富士市吉原地区は、東海道の宿場町として栄えてきた歴史ある地域です。江戸時代には本陣や脇本陣、旅籠が立ち並び、多くの旅人で賑わいました。現在でも旧街道の面影を残す町並みが随所に見られ、祭りの時期にはその風情が一層際立ちます。吉原商店街は地元の人々の生活の中心であり、日常的にも多くの買い物客で賑わっています。

富士市の象徴である富士山は、吉原地区からも美しく望むことができます。晴れた日には、祭りの華やかな雰囲気と雄大な富士山のコントラストが印象的です。また、近隣には田子の浦港があり、新鮮な海産物を楽しめる飲食店も点在しています。富士川や潤井川など、豊かな自然にも恵まれた地域です。

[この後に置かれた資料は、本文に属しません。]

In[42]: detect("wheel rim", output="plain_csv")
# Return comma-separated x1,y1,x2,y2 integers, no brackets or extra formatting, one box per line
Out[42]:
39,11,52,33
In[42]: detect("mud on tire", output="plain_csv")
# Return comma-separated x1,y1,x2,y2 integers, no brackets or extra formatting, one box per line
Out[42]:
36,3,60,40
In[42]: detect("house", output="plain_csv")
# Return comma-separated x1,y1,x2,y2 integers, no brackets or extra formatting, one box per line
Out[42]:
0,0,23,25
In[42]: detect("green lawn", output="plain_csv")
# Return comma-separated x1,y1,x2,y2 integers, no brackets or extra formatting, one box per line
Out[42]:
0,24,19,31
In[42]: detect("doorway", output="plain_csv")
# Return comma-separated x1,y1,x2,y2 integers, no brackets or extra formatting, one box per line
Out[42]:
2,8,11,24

周辺には、富士山を望む観光スポットや、地元の特産品を扱う店舗も多くあります。富士市は製紙業が盛んなことでも知られ、紙に関する体験施設や博物館も見どころの一つです。祭り見学の前後にこれらの施設を訪れることで、より深く地域の文化を理解することができるでしょう。

関連情報

  1. 主催者:吉原祇園祭実行委員会が主催し、天神社・木之元神社・八坂神社・八幡宮・山神社・和田八幡宮の6社とその氏子24町内が協力して運営しています。

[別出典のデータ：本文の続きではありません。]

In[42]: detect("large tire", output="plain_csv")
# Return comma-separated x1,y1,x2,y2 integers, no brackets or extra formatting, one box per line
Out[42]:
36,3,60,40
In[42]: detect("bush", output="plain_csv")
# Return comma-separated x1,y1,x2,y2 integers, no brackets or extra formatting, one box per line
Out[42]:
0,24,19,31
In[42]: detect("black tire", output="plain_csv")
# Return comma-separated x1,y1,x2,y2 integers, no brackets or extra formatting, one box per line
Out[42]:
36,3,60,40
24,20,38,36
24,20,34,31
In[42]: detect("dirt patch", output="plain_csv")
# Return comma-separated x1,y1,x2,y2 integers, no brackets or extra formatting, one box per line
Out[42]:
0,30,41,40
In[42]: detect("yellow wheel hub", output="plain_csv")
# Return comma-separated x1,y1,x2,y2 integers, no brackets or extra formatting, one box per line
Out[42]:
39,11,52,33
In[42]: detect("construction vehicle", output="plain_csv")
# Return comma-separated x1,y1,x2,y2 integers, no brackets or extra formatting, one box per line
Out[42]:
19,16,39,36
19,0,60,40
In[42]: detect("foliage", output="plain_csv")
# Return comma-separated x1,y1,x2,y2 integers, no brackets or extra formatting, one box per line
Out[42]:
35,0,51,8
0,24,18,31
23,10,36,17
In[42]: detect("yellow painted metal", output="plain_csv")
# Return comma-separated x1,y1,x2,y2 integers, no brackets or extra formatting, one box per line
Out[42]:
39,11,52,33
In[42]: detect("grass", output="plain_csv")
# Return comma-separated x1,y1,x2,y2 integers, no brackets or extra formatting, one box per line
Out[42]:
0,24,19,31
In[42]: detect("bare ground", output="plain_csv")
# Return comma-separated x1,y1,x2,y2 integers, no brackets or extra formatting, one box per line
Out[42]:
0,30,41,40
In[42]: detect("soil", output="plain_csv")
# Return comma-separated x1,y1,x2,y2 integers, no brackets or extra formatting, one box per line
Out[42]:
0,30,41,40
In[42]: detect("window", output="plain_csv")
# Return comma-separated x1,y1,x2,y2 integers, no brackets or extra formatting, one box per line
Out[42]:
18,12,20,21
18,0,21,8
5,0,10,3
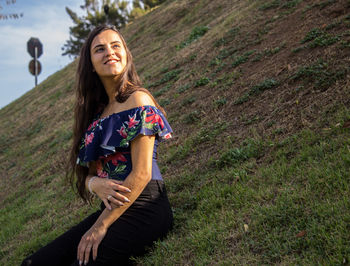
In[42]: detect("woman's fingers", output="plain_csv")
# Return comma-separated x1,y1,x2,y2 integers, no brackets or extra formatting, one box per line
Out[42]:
109,196,125,207
111,182,131,193
83,244,92,265
77,236,99,264
103,199,112,211
92,243,98,261
77,237,87,264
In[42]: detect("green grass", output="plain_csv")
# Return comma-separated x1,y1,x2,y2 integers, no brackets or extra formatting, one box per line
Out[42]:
153,84,172,97
181,96,196,106
2,0,350,264
136,107,350,264
301,28,340,48
213,97,227,108
147,69,182,88
177,83,191,93
194,77,210,87
289,59,347,90
235,78,279,104
312,0,337,10
232,50,255,67
177,25,209,49
259,0,303,11
214,27,240,47
183,110,200,124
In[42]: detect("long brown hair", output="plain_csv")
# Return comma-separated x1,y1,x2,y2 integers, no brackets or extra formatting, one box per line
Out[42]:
67,25,164,202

  2. 祭りの名称の由来:「おてんのさん」という愛称は、祭りが「天王祭」であることに由来します。六つの神社の御祭神である「天王」を祀ることから、このように親しまれています。
  3. 神輿の特徴:吉原祇園祭の神輿は笹で覆い隠されているのが特徴です。この笹を抜いて家に持ち帰り、軒先に飾ると厄払いになると言い伝えられています。
  4. 警察音楽隊パレード:2日目の11時から12時ごろに、警察音楽隊によるパレードが行われます。華やかな演奏が祭りの雰囲気をさらに盛り上げます。

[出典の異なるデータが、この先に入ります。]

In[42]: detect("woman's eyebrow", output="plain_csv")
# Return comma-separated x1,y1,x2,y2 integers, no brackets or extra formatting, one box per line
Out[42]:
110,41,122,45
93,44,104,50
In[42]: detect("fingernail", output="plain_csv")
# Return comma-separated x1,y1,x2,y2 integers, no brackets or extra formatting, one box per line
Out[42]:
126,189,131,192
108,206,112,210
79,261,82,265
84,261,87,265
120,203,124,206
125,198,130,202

  5. 歴史的価値:山車の引き回しは江戸時代(一説に万治3年=1660年頃)に始まったとされ、350年以上の歴史があります。この長い伝統が、地域の人々の誇りとなっています。
  6. 類似の祭り:同じ静岡県内では、富士宮市の「富士宮まつり」など、歴史ある祭りが数多く開催されています。それぞれに独自の文化と伝統があり、比較して訪れるのも一つの楽しみ方です。